C programming experience? Writing... software that run on top of the kernel? What kind of software do you recommend to start, and follow through with? I hope the path it's not that's so long, that takes forever... I wish I could build an instant messaging app in C one day as well. To me it's interesting in C.

Thank you for the reply.
 
I would be remiss if a few other additions are not added. They will be considered outside of the mainstream, but are excellent as teaching tools.

Xv6, a simple Unix-like teaching operating system is used at MIT for their operating systems course. You can build it from source and there is a free book available. Russ Cox was instrumental in developing Xv6 and he also worked on Plan 9 at Bell Labs.

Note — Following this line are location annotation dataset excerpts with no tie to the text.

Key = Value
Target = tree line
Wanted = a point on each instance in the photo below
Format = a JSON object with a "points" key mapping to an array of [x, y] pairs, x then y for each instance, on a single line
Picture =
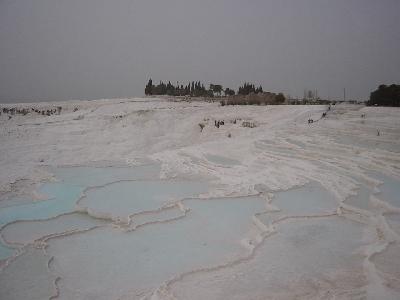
{"points": [[197, 89]]}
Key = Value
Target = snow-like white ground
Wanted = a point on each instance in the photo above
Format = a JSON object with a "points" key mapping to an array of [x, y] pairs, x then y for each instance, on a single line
{"points": [[331, 246]]}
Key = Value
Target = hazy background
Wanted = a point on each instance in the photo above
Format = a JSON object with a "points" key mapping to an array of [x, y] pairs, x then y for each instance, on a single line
{"points": [[88, 49]]}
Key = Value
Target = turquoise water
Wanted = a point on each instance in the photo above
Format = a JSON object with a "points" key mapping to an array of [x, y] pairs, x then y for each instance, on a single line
{"points": [[119, 191], [62, 198], [137, 196]]}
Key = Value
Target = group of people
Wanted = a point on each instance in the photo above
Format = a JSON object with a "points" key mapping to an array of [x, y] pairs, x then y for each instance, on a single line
{"points": [[23, 111], [219, 123]]}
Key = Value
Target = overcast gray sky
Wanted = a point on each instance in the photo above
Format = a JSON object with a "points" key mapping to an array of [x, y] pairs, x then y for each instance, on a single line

Another excellent resource is Notes on the Plan 9 3rd edition Kernel Source which was written by Francisco Ballesteros at Rey Juan Carlos University, Spain. It follows in the tradition of the Unix V6 Lion's Commentary. Plan 9 is an excellent teaching operating system because it is small and the code is very well written.

"Principles of Operating Systems: Design and Applications" by Brian L Stuart is also an excellent book on operating systems. It uses Inferno which was an embedded OS derived from Plan 9 and can run bare metal or hosted; and also Linux, to teach the principles of operating systems. If you do the exercises you will learn a lot. Dr. Stuart uses Inferno to teach his operating systems courses.

Plan 9 and Inferno came from the creators of Unix.

As an addendum: Going to Joyent is a good motivational and inspirational read about one person's desire to become an operating systems engineer, who states he hardly knew C when they began their journey.
I read the read. Very inspirational read.
So many options, and I'll probably take the free book. Thank you.
 
I'll try to get it and read it forever, untill It's useless.
Thank you for your sense of humor.

Writing... software that run on top of the kernel? What kind of software do you recommend to start, and follow through with?
That's a good starting point. But beware that there is a lot more to the craft, art and science of software engineering than programming in C. I would actually recommend learning how to program in a much easier language (python, java, or one of the simplified programming languages used for education). That gives the basic skills of writing good and structured code. Then learn OOA&D. Then learn software engineering workflows and engineering practices. Only start programming in C once you have developed the good taste of knowing how to structure the code.
 
Thank you for your sense of humor.


That's a good starting point. But beware that there is a lot more to the craft, art and science of software engineering than programming in C. I would actually recommend learning how to program in a much easier language (python, java, or one of the simplified programming languages used for education). That gives the basic skills of writing good and structured code. Then learn OOA&D. Then learn software engineering workflows and engineering practices. Only start programming in C once you have developed the good taste of knowing how to structure the code.
I know the basics of Python and the OOP. It's a good language. I'm gonna keep going with Python and aside, learn Operating System Concepts. Just to make the journey more interesting and fun. Thank you for your advice.
 
I wanna write a lot of code, but don't know how to end up as an expert, and I feel kind of blind walking to nowhere.
You become an expert by doing it. Not reading about it, actually doing the work. Solve real world problems. Run into issues, debug code until the sun starts coming up again. Ponder on solutions for days on end. Nobody became an coding wizard just by reading books. Books provide lots of theoretical information, experts know how to translate that theory into something practical that works in the real world.

I'm a self-taught programmer, who want one day get hired by a company.
That's good. Start at the bottom and work your way up. That's how you become an expert at something.